Отставка Жориса очень разгневала Барб. Она осыпала его горькими упреками, обвиняла в легкомыслии, в слепоте. У нее в руках очутилось новое оружие против него. Она объявляла, что это бесчестие, падавшее и на нее тоже. К ней будут относиться насмешливо, колоть ее оскорбительными намеками. Расстроенная этим случаем, она впала в страшную ярость. Она не успокаивалась, при каждом удобном в случае она устраивала сцены. Она преследовала его оскорблениями, бесконечными упреками. Вспоминала историю с Годлив, низкую измену. Ее здоровье сильно ухудшилось. Она часто билась в нервных припадках, с помертвевшим лицом, со сжатыми губами, похожими на окровавленную царапину. Казалось, что ее хотели распять на горизонтально лежавшем кресте, и она защищалась.
После обмороков, она нарушала молчание дома зловещими криками, потом разражалась слезами и жалобами. Она призывала смерть, высказывала свое отвращение к жизни.
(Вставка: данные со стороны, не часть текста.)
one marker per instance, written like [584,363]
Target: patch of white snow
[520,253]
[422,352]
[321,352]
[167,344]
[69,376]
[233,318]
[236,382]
Вернулись тяжелые дни. Она, как прежде, подбегала к окну, распахивала его с бешенством, угрожала выброситься. Она, как прежде, выбегала из дому, торопливо шла по набережным, гляделась в воду с мостов, словно на нее смотрела оттуда она сама, выздоровевшая, спокойная, являя образ, на который она могла бы походить, на который будет походить…
Жорис догадывался, что ее терзала мысль о самоубийстве. Он бежал вслед за ней, боясь скандала. Он носил древнее имя и не мог допустить, чтоб оно было запятнано кровью. Кроме того, он знал, что его ежедневно будут преследовать укоры совести, если Барб покончит с собой. Он обладал сердцем,
Барб причинила ему много страданий. Но он знал, что, если потеряет ее, любовь к ней вернется, он будет грустить о ней, грустить о тех днях, когда он любил ее, когда у нее были красные губы.